Per il tycoon un avversario nelle condizioni di Joe è un regalo insperato. Quattro anni fa, in questo stesso periodo, Biden lo precedeva nei sondaggi di dieci punti, ora Trump è sei punti sopra. Osserva David Axelrod, stratega di Barack Obama: “Trump non parla tanto del cattivo dibattito di Biden. La sua campagna non si è scatenata contro di lui. E Lara Trump [nuora di Trump e copresidente del GOP] ha detto che sarebbe un affronto per la democrazia se non fosse più lui il nominee. Domanda: perché pensate che stranamente si stiano trattenendo dall’aprire il fuoco?”
Certamente, a sparare contro la Casa Bianca, ci penserà comunque l’informazione, anche quella amica, anzi soprattutto quella amica.
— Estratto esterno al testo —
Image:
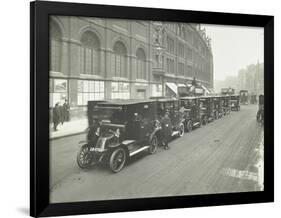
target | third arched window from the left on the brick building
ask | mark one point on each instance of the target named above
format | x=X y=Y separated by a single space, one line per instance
x=119 y=60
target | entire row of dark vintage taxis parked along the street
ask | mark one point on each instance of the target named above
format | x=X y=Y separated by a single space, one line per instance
x=120 y=129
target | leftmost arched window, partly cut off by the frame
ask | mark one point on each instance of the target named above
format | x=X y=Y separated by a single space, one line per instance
x=55 y=47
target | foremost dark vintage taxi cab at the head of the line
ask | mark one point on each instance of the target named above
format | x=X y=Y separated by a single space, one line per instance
x=117 y=131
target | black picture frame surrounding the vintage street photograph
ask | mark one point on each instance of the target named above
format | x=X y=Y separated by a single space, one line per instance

NYT, Washington Post, CNN, MSNBC non possono che andare avanti nelle loro indagini sulle condizioni reali di salute e di tenuta di Biden e nel sollecitare prese di posizione in linea con le loro, decisamente dirette alla sostituzione di Biden. Restano pochi giorni? Pochi?, si ribella e invita alla ribellione il popolarissimo comedian Jon Stewart, ricordando le brevissime campagne elettorali in Francia e Regno Unito. “E noi siamo meno di loro?” Già, se l’establishment è riluttante, la base è in grande fermento, inarrestabile, e non smetterà facilmente di farsi sentire.